GMM Estimation with Optimal Weights

Abstract

Having established the lower bound Λ_u of the GMM variance-covariance matrix for given unconditional moment functions in Section 5.2 which is attained by an optimal choice of the weight matrix \( {\rm{\hat W}}\) such that W = V ^-1₀ , a consistent estimator \( {{\rm{\hat V}}^{{\rm{ - 1}}}}\) of V ^-1₀ remains to be derived in order to obtain a feasible GMM estimator. A simple estimator for V₀ has been already introduced at the end of Section 3.2. By continuity of matrix inversion a consistent estimator of V ^-1₀ results from

$$ \hat V^{{\text{ - 1}}} = \left[ {\tfrac{1} {n}\sum\limits_{i = 1}^n \psi \left( {Z_i ,\hat \theta _1 } \right)\psi \left( {Z_i ,\hat \theta _1 } \right)^\prime } \right]^{ - 1} $$

((7.1.1))

with \( {{\rm{\hat \theta }}_{\rm{1}}}\) being some consistent first step estimator. The usual procedure in applied work consists of computing \( {{\rm{\hat \theta }}_{\rm{1}}}\) in a first step by minimizing the GMM objective function (2.1.6) for a weight matrix which is independent of \(\hat \theta \) , e.g. the identity matrix, and obtaining the final GMM estimator \( {{\rm{\hat \theta }}_{\rm{2}}}\) which reaches the lower bound of the asymptotic variance-covariance matrix in a second step using the weight matrix \( {\rm{\hat W}}\) = \( {{\rm{\hat V}}^{{\rm{ - 1}}}}\). A consistent estimator \( {\hat \Lambda _{\rm{u}}}\) of the asymptotic variancecovariance matrix of the stabilizing transformation of \( {{\rm{\hat \theta }}_{\rm{2}}}\) is obtained afterwards by substituting the elements of Λ _u = (G₀′V ^-1₀ G₀)^-1 with consistent plug-in estimators.
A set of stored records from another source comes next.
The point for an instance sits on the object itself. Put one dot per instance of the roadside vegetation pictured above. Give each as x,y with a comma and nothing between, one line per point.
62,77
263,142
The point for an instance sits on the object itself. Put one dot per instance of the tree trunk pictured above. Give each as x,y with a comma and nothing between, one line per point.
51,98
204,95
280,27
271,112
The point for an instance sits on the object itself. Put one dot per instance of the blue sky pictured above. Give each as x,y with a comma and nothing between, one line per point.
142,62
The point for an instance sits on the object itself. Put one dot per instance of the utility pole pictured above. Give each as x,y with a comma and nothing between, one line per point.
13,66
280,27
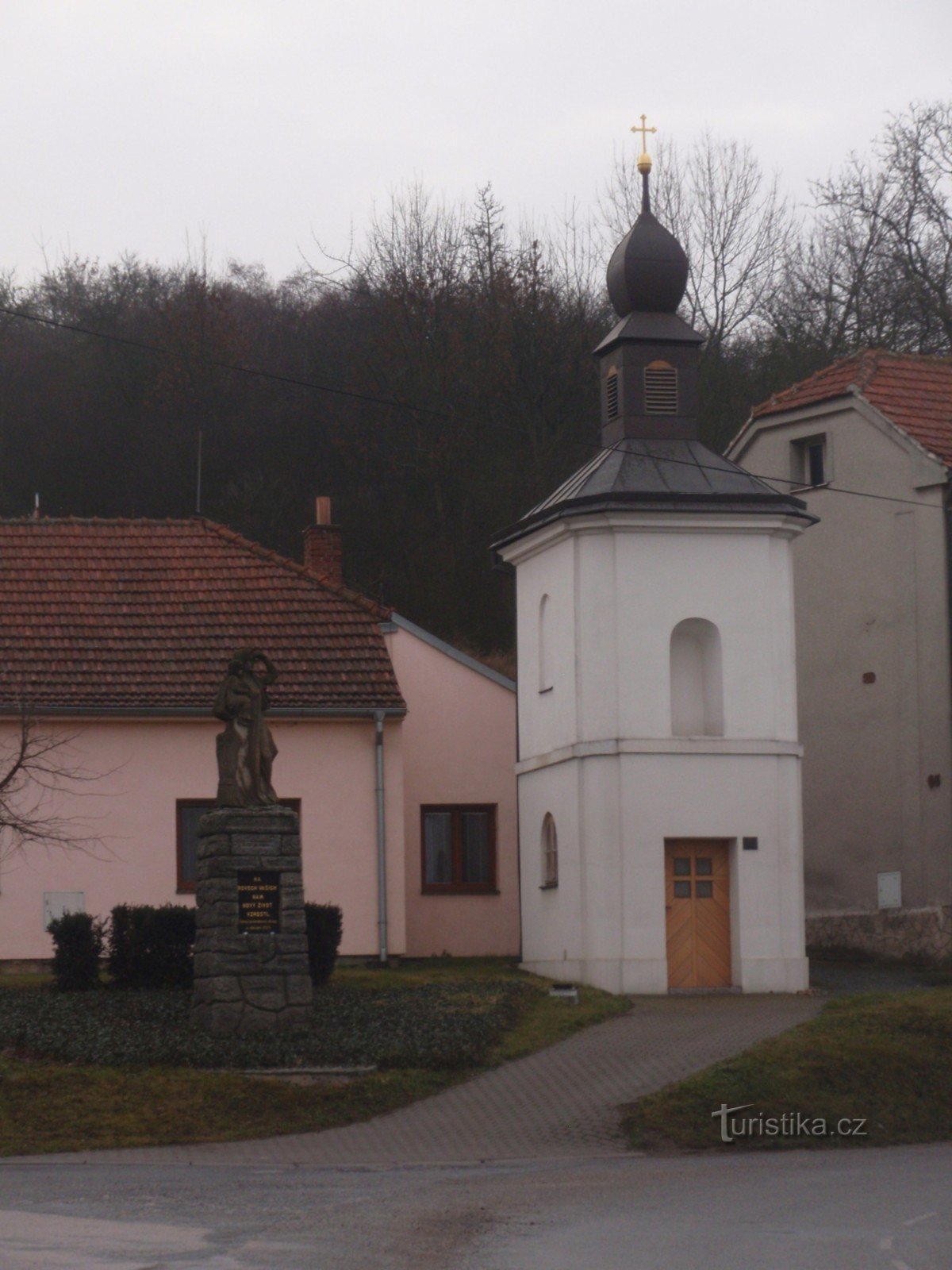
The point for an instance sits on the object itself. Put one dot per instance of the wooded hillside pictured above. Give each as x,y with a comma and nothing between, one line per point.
440,381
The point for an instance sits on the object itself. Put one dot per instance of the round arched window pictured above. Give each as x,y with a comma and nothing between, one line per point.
550,852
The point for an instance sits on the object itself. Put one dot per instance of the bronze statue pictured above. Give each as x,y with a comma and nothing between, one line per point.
247,749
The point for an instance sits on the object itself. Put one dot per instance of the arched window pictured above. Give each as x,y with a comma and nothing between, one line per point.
550,852
545,652
660,387
697,687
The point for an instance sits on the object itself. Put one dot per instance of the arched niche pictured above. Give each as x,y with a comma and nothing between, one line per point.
550,852
697,679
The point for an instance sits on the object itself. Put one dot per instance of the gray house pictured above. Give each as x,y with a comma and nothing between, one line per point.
867,444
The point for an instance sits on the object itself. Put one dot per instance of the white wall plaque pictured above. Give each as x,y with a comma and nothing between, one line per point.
890,889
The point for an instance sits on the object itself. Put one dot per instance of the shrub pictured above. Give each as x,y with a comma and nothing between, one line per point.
78,945
325,925
152,948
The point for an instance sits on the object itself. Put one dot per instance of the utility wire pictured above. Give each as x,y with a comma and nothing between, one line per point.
228,366
419,410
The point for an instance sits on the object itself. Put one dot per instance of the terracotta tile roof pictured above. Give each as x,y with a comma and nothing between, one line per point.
146,614
914,393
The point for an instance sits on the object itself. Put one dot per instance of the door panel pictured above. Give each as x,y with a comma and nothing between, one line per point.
697,902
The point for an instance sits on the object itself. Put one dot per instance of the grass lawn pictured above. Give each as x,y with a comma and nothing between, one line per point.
886,1060
76,1070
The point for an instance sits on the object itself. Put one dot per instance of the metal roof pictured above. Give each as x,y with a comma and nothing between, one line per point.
660,476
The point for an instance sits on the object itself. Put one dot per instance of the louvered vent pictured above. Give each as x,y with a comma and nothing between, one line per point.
612,395
660,389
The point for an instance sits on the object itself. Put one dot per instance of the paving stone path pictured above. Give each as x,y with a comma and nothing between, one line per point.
559,1103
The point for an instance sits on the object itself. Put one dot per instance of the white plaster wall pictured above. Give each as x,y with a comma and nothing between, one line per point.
873,596
598,752
617,590
608,926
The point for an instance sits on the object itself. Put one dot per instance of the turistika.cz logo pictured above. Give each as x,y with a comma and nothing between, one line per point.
791,1124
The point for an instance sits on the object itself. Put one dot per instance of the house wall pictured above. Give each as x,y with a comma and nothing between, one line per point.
459,747
873,598
145,766
597,749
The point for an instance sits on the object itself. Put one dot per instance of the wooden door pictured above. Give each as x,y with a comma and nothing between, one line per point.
698,924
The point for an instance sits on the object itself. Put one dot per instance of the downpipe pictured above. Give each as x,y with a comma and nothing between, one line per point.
381,842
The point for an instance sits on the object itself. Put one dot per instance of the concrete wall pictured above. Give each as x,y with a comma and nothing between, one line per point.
459,747
597,749
149,765
871,597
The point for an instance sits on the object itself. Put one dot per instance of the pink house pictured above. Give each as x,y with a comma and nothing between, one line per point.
397,749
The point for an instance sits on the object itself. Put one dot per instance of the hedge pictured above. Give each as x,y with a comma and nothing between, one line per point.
78,946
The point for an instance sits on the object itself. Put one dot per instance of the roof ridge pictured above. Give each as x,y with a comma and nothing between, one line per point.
355,597
777,398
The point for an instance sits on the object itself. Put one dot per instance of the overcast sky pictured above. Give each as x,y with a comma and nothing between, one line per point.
263,125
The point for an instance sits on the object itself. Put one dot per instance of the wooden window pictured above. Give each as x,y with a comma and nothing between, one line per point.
810,465
550,854
660,389
188,813
612,394
459,849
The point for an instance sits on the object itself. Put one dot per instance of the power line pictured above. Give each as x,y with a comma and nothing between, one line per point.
228,366
416,410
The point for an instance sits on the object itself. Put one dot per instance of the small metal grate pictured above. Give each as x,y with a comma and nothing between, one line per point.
612,395
660,389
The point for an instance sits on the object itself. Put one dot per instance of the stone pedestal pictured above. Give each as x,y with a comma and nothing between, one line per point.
251,972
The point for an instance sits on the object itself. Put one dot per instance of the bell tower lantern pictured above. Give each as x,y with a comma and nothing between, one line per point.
649,361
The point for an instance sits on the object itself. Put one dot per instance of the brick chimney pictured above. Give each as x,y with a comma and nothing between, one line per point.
323,546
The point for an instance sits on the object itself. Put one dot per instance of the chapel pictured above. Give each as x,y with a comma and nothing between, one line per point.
659,765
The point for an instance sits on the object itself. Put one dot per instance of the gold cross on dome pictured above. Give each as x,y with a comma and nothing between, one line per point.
644,131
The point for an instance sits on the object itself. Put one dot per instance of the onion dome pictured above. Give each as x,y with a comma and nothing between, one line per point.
649,270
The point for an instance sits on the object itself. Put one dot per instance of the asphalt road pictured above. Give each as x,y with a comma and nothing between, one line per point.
839,1210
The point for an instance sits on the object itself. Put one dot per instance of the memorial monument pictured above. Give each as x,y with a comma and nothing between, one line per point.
251,969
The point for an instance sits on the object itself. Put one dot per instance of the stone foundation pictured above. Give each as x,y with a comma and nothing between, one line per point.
920,935
249,982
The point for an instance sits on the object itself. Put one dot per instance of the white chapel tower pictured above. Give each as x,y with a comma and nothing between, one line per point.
659,765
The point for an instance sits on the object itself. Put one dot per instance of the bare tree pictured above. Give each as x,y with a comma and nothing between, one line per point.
37,768
729,216
895,211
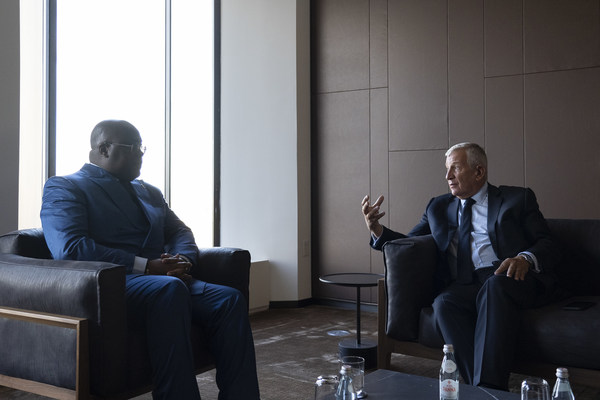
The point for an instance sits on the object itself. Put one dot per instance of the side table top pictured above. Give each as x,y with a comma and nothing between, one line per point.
354,279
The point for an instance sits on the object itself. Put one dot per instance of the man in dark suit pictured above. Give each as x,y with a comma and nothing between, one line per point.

The matrix V ^-1₀ can be estimated using either (7.1.1) or a corresponding expression evaluated at the final estimator \( {{\rm{\hat \theta }}_{\rm{2}}}\). Newey and McFadden (1994, p. 2161) point out that there seems to be no evidence if any of these two methods creates efficiency advantages in small samples. A consistent estimator of G₀ was introduced in Section 3.2 and replaces the population moment by a sample moment.